NCAA : le bilan aigre-doux de William Lemay
BURLINGTON, Vermont – Le sourire de William Lemay valait tous les buts du monde.
C'était une soirée qu'il ne voulait pas rater, celle du tout dernier match à la maison. Celle où on allait rendre hommage aux joueurs de dernière année, comme lui, où on les remercierait pour les services rendus et leur souhaiterait bonne chance pour la prochaine étape de leur vie. Il y aurait une petite cérémonie avant la première moitié d'un programme double contre Boston University. Ses parents, Caroline et Clément, allaient être sur place.
« Ça serait plate de juste le faire en habit », avait-il lancé, comme une petite prière dans l'univers, lors de notre passage à l'Université du Vermont une semaine plus tôt.
Pendant les semaines qui ont précédé la soirée des « seniors » au Gutterson Fieldhouse, Lemay a vécu avec les contrecoups d'une commotion cérébrale. La possibilité qu'elle l'empêche de finir sa carrière universitaire selon ses propres conditions le préoccupait. Mais la vérité, c'est qu'elle avait déjà eu l'effet d'un dernier coup de marteau sur un clou qui avait été bien enfoncé.
Pour dire les choses plus clairement, ses frustrations avec le déroulement de sa carrière universitaire précédaient l'avènement de cette blessure indésirable.
Comme l'avait raconté le collègue Mikaël Filion à l'époque, Lemay avait passé une année dans la ouate avant de joindre les Catamounts. Avec les Bandits de Brooks, dans la Ligue junior de l'Alberta, il avait remporté le championnat des marqueurs du circuit avec une récolte de 90 points en 58 matchs. Son équipe avait remporté 57 de ses 60 matchs en saison régulière et avait rencontré à peine plus d'opposition en séries éliminatoires. Il était arrivé à Burlington gonflé à bloc.

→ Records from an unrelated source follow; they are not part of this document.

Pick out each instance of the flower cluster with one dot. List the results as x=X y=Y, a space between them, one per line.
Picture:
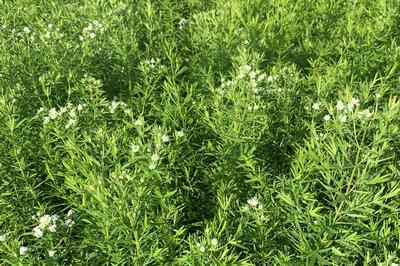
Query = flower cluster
x=254 y=203
x=345 y=110
x=115 y=104
x=46 y=222
x=72 y=111
x=182 y=23
x=51 y=33
x=91 y=30
x=25 y=32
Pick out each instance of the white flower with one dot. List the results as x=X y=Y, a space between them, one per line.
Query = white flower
x=139 y=122
x=135 y=148
x=52 y=252
x=69 y=223
x=180 y=133
x=54 y=217
x=315 y=106
x=37 y=232
x=364 y=114
x=340 y=105
x=327 y=117
x=165 y=138
x=155 y=157
x=70 y=213
x=23 y=250
x=53 y=113
x=253 y=201
x=44 y=221
x=52 y=228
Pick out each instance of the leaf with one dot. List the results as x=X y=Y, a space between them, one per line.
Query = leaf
x=392 y=193
x=286 y=198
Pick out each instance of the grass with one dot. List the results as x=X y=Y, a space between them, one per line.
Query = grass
x=200 y=132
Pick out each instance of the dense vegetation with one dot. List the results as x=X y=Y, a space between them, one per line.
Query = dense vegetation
x=225 y=132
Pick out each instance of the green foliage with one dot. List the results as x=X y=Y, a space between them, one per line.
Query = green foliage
x=199 y=132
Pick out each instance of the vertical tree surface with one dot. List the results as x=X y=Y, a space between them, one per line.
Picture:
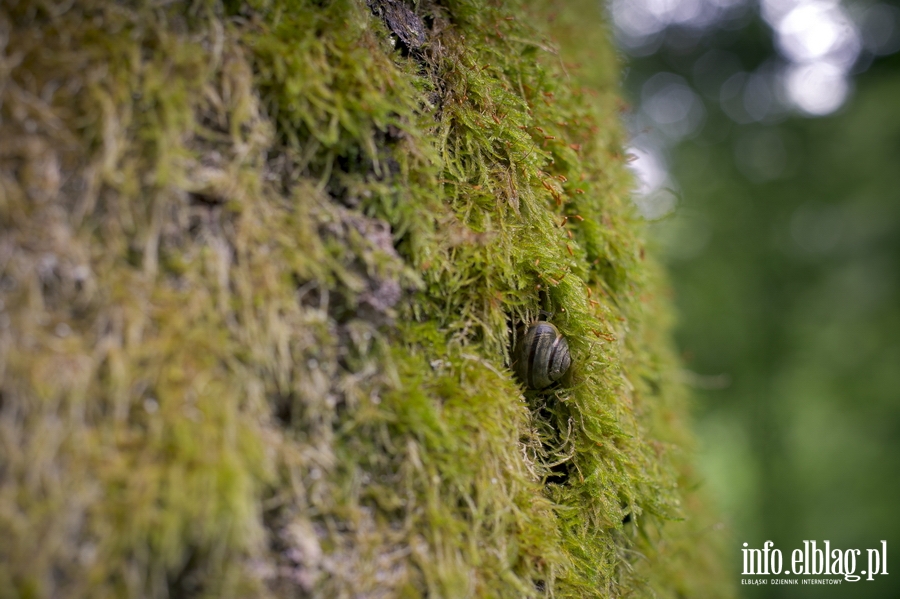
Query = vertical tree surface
x=261 y=267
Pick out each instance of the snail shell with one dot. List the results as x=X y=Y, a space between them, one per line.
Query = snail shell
x=541 y=356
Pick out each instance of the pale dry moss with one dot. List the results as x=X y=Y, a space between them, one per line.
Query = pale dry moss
x=259 y=267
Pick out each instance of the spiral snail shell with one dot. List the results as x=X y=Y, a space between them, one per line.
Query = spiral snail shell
x=541 y=356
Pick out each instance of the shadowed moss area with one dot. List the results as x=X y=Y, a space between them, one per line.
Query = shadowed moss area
x=261 y=267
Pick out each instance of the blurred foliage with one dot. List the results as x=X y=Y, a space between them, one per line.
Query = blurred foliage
x=784 y=252
x=260 y=264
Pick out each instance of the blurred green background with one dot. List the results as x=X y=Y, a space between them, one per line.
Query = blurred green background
x=767 y=139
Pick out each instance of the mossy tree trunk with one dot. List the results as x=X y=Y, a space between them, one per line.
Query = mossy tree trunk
x=260 y=267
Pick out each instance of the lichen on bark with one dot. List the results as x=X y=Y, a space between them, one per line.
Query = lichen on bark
x=260 y=267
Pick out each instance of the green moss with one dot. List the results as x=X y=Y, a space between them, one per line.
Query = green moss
x=261 y=270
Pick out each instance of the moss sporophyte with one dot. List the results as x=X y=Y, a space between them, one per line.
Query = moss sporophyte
x=258 y=266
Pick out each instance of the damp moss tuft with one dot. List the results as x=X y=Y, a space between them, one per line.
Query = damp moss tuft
x=261 y=269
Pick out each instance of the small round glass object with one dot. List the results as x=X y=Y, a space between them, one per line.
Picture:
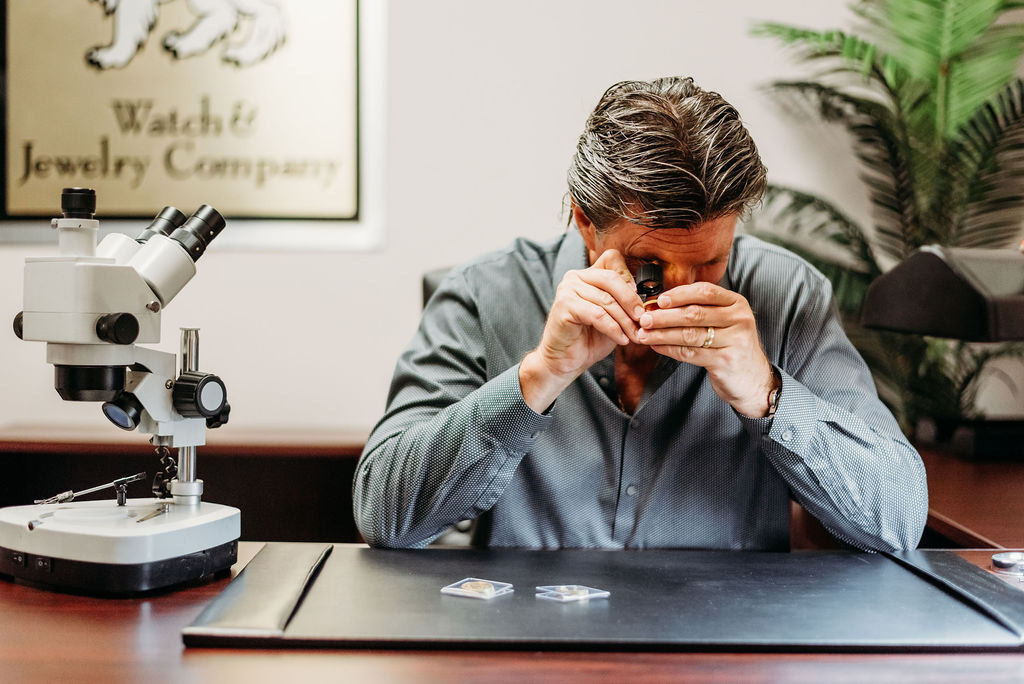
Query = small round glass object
x=1009 y=562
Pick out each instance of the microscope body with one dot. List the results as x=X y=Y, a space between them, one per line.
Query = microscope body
x=93 y=306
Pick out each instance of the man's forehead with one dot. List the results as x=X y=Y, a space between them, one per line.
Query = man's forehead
x=711 y=237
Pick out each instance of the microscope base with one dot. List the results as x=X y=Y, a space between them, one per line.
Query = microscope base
x=98 y=547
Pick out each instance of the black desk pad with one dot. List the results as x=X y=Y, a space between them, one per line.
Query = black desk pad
x=660 y=600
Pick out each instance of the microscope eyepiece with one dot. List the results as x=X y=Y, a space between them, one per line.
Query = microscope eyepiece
x=78 y=203
x=166 y=222
x=197 y=232
x=650 y=281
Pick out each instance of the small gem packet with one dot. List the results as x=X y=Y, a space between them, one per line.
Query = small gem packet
x=567 y=593
x=477 y=588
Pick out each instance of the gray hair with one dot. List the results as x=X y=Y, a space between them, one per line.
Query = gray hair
x=665 y=155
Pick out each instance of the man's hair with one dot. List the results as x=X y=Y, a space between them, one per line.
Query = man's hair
x=665 y=155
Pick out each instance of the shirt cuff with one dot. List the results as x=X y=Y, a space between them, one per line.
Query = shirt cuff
x=506 y=416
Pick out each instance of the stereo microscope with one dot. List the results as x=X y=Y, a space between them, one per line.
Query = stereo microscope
x=92 y=304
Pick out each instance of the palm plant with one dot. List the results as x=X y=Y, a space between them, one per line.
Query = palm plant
x=931 y=99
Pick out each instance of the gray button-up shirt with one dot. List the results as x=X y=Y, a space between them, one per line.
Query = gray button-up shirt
x=458 y=440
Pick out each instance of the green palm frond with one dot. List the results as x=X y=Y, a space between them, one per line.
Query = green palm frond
x=986 y=164
x=937 y=119
x=852 y=54
x=798 y=219
x=882 y=152
x=957 y=48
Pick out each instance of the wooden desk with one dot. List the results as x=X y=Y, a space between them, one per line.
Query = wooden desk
x=975 y=504
x=46 y=636
x=295 y=485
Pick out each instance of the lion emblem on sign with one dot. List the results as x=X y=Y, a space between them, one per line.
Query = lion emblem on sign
x=215 y=22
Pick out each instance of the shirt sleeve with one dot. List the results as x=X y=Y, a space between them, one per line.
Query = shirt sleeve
x=836 y=444
x=452 y=437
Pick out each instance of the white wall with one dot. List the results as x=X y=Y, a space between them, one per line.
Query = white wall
x=485 y=101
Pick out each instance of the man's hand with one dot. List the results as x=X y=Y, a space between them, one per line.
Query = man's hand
x=594 y=309
x=712 y=327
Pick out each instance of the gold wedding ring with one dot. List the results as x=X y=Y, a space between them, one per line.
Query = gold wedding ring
x=709 y=339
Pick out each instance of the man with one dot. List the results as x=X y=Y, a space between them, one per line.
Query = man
x=541 y=398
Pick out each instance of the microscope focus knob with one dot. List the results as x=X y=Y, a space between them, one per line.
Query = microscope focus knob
x=199 y=394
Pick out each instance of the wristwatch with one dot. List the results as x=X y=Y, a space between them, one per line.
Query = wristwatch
x=775 y=393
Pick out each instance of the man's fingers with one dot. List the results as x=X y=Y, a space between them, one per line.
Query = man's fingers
x=686 y=337
x=589 y=313
x=610 y=305
x=708 y=294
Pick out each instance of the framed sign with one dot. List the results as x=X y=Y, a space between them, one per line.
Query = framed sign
x=251 y=105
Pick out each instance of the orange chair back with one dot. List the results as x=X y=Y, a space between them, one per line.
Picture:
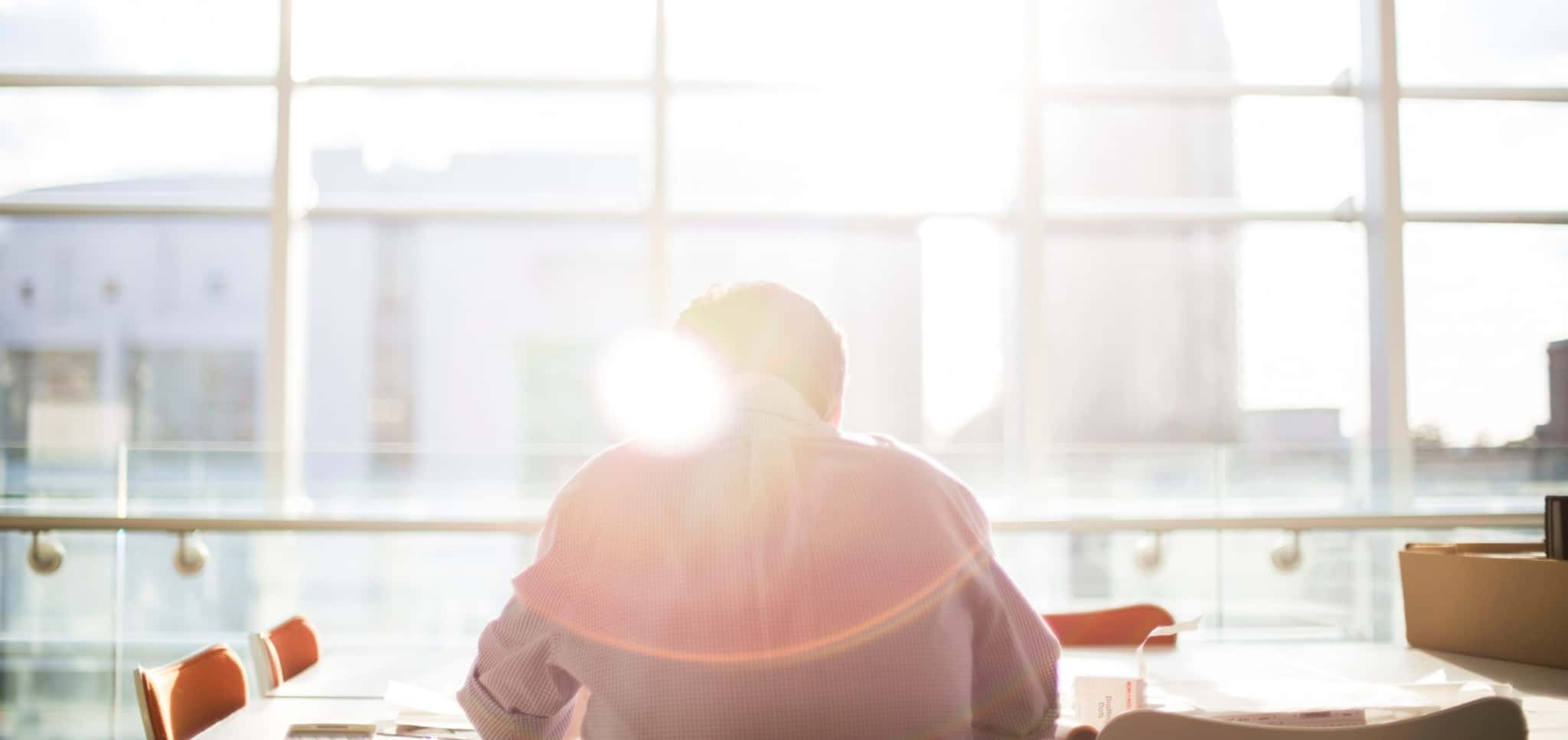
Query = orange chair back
x=190 y=695
x=290 y=648
x=1112 y=626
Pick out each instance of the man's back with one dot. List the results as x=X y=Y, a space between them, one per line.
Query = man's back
x=782 y=581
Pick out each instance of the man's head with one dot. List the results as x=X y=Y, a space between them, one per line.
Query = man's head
x=767 y=328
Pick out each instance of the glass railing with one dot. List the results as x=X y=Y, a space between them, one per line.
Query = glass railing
x=1279 y=543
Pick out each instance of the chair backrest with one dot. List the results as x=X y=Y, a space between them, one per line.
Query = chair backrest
x=190 y=695
x=1490 y=719
x=286 y=650
x=1111 y=626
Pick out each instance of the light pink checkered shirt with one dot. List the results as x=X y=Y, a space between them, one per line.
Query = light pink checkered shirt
x=785 y=581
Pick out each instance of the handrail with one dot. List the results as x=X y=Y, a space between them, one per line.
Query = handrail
x=529 y=526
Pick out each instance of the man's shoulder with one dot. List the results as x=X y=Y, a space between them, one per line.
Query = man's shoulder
x=899 y=460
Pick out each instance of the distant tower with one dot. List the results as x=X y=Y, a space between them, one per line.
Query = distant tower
x=1556 y=430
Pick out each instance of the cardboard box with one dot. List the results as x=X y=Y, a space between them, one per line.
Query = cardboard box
x=1490 y=599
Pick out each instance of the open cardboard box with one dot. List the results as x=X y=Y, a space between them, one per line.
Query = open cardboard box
x=1491 y=599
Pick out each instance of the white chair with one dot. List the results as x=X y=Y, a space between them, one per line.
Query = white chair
x=1490 y=719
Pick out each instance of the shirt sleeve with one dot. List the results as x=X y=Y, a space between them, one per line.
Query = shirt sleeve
x=1015 y=654
x=514 y=692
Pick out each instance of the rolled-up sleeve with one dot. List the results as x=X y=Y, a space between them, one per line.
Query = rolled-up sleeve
x=1015 y=662
x=514 y=692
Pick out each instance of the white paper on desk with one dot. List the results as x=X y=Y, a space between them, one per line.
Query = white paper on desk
x=1289 y=695
x=410 y=698
x=423 y=709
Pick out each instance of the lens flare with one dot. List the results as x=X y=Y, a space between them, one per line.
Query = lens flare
x=664 y=391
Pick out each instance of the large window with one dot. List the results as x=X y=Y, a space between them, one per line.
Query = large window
x=1134 y=220
x=1096 y=256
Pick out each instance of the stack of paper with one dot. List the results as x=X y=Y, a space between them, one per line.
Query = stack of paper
x=422 y=712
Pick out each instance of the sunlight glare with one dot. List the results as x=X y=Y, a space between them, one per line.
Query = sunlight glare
x=662 y=389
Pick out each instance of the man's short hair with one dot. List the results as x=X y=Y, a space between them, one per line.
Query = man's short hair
x=769 y=328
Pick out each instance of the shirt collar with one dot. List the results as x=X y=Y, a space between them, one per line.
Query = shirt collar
x=770 y=404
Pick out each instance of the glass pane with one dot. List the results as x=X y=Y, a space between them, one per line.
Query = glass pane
x=1258 y=151
x=842 y=152
x=541 y=149
x=1283 y=41
x=1087 y=571
x=824 y=40
x=57 y=660
x=1302 y=331
x=226 y=37
x=1482 y=303
x=129 y=328
x=211 y=146
x=1473 y=154
x=1482 y=43
x=899 y=326
x=1211 y=342
x=475 y=336
x=579 y=38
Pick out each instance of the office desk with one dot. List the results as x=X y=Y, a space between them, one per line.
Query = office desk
x=1545 y=690
x=364 y=675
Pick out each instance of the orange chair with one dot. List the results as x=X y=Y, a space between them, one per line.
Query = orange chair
x=1111 y=626
x=190 y=695
x=284 y=651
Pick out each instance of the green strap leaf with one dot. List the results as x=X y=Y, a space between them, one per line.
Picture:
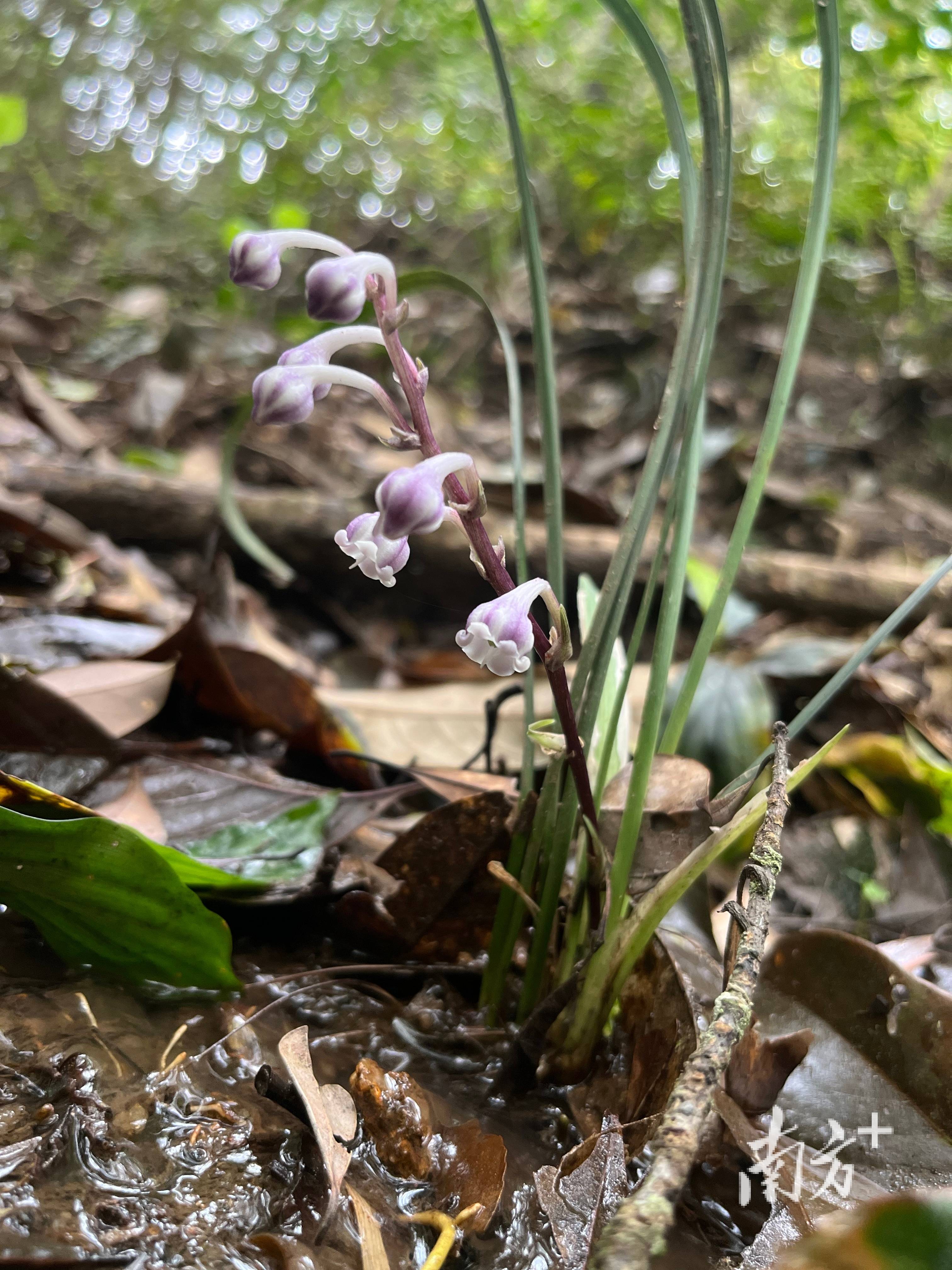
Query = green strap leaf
x=105 y=897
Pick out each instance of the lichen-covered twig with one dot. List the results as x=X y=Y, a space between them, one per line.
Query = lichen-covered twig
x=639 y=1228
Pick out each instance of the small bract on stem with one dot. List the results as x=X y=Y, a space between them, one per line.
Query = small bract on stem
x=499 y=634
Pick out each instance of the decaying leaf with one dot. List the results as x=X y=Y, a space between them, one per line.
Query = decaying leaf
x=296 y=1055
x=36 y=718
x=31 y=801
x=635 y=1073
x=433 y=863
x=120 y=696
x=899 y=1023
x=761 y=1065
x=908 y=1231
x=582 y=1193
x=249 y=688
x=809 y=1198
x=42 y=525
x=374 y=1255
x=676 y=816
x=135 y=808
x=465 y=1165
x=398 y=1114
x=469 y=1173
x=45 y=642
x=454 y=783
x=445 y=724
x=103 y=896
x=290 y=1254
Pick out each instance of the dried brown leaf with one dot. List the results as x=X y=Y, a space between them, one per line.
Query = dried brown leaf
x=894 y=1019
x=135 y=808
x=374 y=1255
x=579 y=1197
x=120 y=695
x=441 y=865
x=469 y=1173
x=760 y=1067
x=465 y=1165
x=676 y=816
x=296 y=1055
x=635 y=1073
x=36 y=718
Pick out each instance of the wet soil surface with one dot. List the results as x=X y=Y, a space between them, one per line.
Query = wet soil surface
x=129 y=1137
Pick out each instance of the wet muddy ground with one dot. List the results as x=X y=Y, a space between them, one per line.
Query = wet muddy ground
x=122 y=1146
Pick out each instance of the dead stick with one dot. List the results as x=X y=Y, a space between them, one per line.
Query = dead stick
x=280 y=1091
x=638 y=1230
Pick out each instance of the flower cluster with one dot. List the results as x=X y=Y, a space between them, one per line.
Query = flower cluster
x=498 y=634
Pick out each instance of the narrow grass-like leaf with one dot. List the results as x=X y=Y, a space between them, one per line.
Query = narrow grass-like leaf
x=798 y=328
x=610 y=740
x=655 y=64
x=102 y=896
x=837 y=683
x=663 y=652
x=233 y=518
x=711 y=75
x=544 y=346
x=682 y=401
x=635 y=642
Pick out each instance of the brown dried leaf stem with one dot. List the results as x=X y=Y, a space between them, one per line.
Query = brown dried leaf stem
x=639 y=1228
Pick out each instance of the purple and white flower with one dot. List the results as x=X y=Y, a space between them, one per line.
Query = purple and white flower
x=499 y=633
x=254 y=260
x=320 y=350
x=286 y=394
x=374 y=556
x=337 y=290
x=411 y=500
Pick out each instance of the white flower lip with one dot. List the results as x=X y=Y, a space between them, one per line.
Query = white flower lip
x=499 y=633
x=377 y=558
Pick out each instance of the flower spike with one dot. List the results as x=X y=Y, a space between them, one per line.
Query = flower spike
x=254 y=260
x=411 y=500
x=320 y=350
x=374 y=556
x=337 y=290
x=499 y=633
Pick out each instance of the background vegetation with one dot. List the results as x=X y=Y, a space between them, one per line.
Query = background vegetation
x=154 y=130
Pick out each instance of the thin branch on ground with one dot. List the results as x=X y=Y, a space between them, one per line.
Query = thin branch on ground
x=639 y=1228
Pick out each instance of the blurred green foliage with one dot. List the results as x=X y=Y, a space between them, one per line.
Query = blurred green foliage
x=156 y=130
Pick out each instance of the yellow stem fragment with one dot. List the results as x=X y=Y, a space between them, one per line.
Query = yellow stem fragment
x=449 y=1230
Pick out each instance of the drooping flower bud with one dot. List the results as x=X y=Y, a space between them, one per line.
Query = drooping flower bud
x=374 y=556
x=411 y=500
x=254 y=260
x=320 y=350
x=286 y=394
x=337 y=290
x=499 y=633
x=282 y=395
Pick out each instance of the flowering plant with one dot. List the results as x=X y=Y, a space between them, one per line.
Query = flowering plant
x=501 y=634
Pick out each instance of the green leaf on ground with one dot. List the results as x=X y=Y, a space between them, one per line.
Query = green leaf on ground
x=908 y=1231
x=103 y=896
x=284 y=850
x=33 y=801
x=13 y=118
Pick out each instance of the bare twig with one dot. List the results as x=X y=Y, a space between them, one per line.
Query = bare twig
x=638 y=1231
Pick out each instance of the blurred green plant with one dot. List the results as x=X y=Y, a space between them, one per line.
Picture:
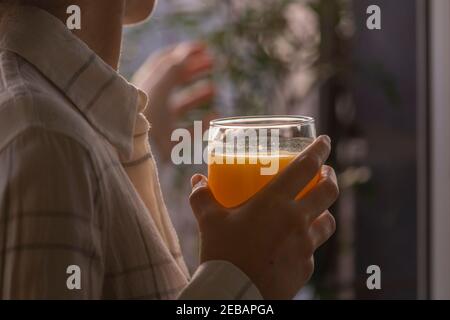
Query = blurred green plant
x=258 y=45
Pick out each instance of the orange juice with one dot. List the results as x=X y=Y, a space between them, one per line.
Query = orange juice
x=234 y=182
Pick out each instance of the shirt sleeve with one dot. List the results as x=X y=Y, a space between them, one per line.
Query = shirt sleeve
x=220 y=280
x=50 y=239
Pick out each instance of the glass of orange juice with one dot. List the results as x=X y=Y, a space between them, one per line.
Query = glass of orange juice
x=245 y=153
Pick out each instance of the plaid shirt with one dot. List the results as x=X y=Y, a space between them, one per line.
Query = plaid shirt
x=78 y=184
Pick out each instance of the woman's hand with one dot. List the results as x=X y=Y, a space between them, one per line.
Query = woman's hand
x=160 y=76
x=272 y=237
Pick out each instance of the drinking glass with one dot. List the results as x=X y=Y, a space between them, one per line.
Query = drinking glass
x=245 y=153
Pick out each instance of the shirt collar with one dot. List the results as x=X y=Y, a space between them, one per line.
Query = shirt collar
x=107 y=100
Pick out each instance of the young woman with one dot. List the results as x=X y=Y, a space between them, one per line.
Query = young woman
x=79 y=193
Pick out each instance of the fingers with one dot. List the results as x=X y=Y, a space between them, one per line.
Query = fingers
x=301 y=170
x=322 y=229
x=189 y=61
x=194 y=99
x=202 y=200
x=321 y=197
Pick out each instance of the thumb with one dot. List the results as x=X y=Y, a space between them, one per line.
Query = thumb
x=201 y=199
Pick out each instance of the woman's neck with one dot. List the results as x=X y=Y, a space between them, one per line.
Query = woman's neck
x=101 y=24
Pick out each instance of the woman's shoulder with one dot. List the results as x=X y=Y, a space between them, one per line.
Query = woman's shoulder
x=29 y=100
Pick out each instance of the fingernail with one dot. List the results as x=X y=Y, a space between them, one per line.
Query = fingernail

« Je ne connaissais pas grand-chose de la NCAA, raconte-t-il quatre ans plus tard. Je connaissais Harvard, parce que c'est Harvard. Je connaissais le Vermont parce que mon père m'en parlait un peu. J'étais allé visiter Clarkson une fois et c'est à peu près tout. Je savais aussi que je voulais jouer dans [la conférence] Hockey East parce que je connaissais des équipes comme Boston College, Boston University et je voulais jouer contre elles. »
« Je n'avais pas vraiment d'attente, je pensais qu'on allait être milieu de peloton. On a droppé direct au début. »
Pendant cette première saison aux États-Unis, son équipe a gagné cinq de ses 34 matchs. « C'était un choc. J'ai compris que les victoires ne se ramasseront pas comme ça comme dans le junior. C'est pas pareil. »
Au terme de cette saison, Kevin Sneddon, l'entraîneur qui l'avait recruté, a pris sa retraite après 17 saisons à la barre de l'équipe. Il a été remplacé par Todd Woodcroft, avec qui Lemay insiste avoir « une super relation ». « Mais quand tu t'engages avec une université, admet-il, tu espères garder les entraîneurs qui t'ont amené là. »
Dans des conditions difficiles – la COVID-19 a amputé la saison 2020-2021 –Woodcroft a entamé une reconstruction du programme. Sous ses ordres, Lemay ne s'est jamais développé comme le joueur offensif qu'il était jadis. Il n'a marqué aucun but à sa deuxième année et en a réussi cinq à sa troisième saison.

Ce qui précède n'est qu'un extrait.